Pardon me for the cliche topic, but I think I’m finally starting to understand why people talk about the weather so much. When you live in a place like New England, where you get four seasons a year, the change in seasons never gets old. You can’t help but get all Charlie Brown and obsess over how the old season changed you and what you hope you’ll get out of the new season.
We all have seasons in our lives that mirror the meteorological ones. Or maybe not, if you love winter and instead of sitting at home playing John Mayer’s Sob Rock on your stereo eighty times in a row, you get a kick out of throwing snowballs or trudging through the snow.
Right now, I’m in full spring geek-out mode, counting down the minutes until we get to put our winter coats away and gallop into the fresh New England air with nothing more than a light sweater or track jacket.
The emergence of spring never gets old for me.
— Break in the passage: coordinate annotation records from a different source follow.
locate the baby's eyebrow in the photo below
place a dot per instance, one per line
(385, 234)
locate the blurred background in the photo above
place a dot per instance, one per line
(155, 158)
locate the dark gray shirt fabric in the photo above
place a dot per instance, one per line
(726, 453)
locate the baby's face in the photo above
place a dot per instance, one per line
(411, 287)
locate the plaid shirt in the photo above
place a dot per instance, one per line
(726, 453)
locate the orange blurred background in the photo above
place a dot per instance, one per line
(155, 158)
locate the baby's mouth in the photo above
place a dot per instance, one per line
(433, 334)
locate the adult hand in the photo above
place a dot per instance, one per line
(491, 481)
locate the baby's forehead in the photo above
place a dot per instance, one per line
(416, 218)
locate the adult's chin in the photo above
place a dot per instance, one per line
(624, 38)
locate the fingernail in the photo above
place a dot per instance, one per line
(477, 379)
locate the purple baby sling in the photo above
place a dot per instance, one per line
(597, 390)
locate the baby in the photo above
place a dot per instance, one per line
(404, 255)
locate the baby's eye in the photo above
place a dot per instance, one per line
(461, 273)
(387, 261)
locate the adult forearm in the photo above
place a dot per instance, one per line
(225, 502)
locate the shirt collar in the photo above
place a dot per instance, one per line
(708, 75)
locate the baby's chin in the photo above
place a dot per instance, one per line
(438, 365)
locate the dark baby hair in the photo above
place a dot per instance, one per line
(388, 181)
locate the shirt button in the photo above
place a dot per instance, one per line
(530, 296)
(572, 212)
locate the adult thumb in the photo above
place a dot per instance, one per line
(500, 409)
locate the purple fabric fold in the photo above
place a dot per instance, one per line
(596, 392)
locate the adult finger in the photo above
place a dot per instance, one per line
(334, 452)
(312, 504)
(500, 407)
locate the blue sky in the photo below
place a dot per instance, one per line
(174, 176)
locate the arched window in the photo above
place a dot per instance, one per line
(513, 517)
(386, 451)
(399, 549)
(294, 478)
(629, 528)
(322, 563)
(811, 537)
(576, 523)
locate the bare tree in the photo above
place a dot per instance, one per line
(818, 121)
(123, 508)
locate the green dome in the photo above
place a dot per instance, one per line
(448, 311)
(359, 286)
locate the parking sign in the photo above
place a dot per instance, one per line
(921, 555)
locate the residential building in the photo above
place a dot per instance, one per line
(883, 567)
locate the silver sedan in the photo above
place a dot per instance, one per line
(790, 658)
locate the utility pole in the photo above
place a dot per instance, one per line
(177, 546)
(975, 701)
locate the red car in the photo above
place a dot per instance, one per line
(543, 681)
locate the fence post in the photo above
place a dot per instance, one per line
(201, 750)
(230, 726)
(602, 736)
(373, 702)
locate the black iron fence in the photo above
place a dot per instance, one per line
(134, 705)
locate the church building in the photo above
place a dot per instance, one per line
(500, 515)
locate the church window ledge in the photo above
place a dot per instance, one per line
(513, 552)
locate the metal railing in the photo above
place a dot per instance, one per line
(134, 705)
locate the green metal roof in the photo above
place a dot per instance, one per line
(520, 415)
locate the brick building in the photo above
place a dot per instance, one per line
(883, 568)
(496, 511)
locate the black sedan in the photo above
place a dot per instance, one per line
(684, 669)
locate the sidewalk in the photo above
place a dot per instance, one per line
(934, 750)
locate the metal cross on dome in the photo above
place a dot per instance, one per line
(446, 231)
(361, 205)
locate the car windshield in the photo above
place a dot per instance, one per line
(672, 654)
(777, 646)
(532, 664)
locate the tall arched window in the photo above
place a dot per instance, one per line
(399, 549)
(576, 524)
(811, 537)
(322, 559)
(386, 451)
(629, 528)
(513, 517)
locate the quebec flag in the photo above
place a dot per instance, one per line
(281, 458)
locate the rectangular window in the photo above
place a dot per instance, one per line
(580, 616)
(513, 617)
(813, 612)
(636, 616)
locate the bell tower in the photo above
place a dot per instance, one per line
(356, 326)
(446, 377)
It’s my favorite season and each year, I look forward to all the untouched, new life ahead, both personally and in nature. The flowers that emerge always look their best and it makes me want to start taking better care of house plants, which always die on me due to my negligence.
When you really think about it, everything is really the same but because you had a different season before it, it seems new and different. Although I’m not a fan of winter, I could never live in a warm climate like Florida or, I hate to say it, my native Puerto Rico. The monotony of warmth all year round would drive me insane and I wouldn’t want something that brings me such joy each year to become mundane and routine.
There is already plenty of routine predictability in my life.
New seasons give you something to look forward to; the freedom of warmth and consistent sunshine could never be savored properly unless you’ve been sheltered inside from the cold, rattling winds of wintertime. I think that’s why it’s important to have both good and bad seasons in your life.
If everything was all good all the time, then you’d resent it and feel almost lifeless. Life is best lived when you encounter good and bad; you appreciate the good so much more after you go through a tough time. And when you are going through a tough time, you gain new respect for yourself and the strength you’ve developed.
Sometimes I think that tough times would be a lot easier to deal with if they matched the weather outside. If life throws bricks at you during the winter or late fall, at least you won’t be bombarded with sunlight burning your eyes and people all around you in good moods and whistling while they work, so to speak.
It gives you an excuse to be tucked away from the world when shit in your life goes down during bad weather and it feels almost good to lean into the misery a bit, especially when you know that with time, the internal and external forecast will get better eventually. Then again, I’ve had some winters when all was fine and dandy and I actually longed for a storm to watch from my window.
Being alive is marvelous, in every season, and I finally appreciate the concept of change.
On the other hand, why change good weather or good times in your life when you have it? Often times we don’t really long to have a bad climate after being in a good one for a long time, right?
So what can you do when it has to end or you have to leave it? For me, the short answer is to buckle up and brace yourself for the upcoming, sometimes inevitable storm – to see it as a new adventure that will keep life interesting and give you fodder for great stories to tell your grandchildren. I think it’s far more interesting to talk about the blizzard that kept you trapped on I95 for 24 hours than that time you sat in Aruba getting a suntan.
But that doesn’t mean I’m not excited about spring this year, hence my geek out. Thanks for listening!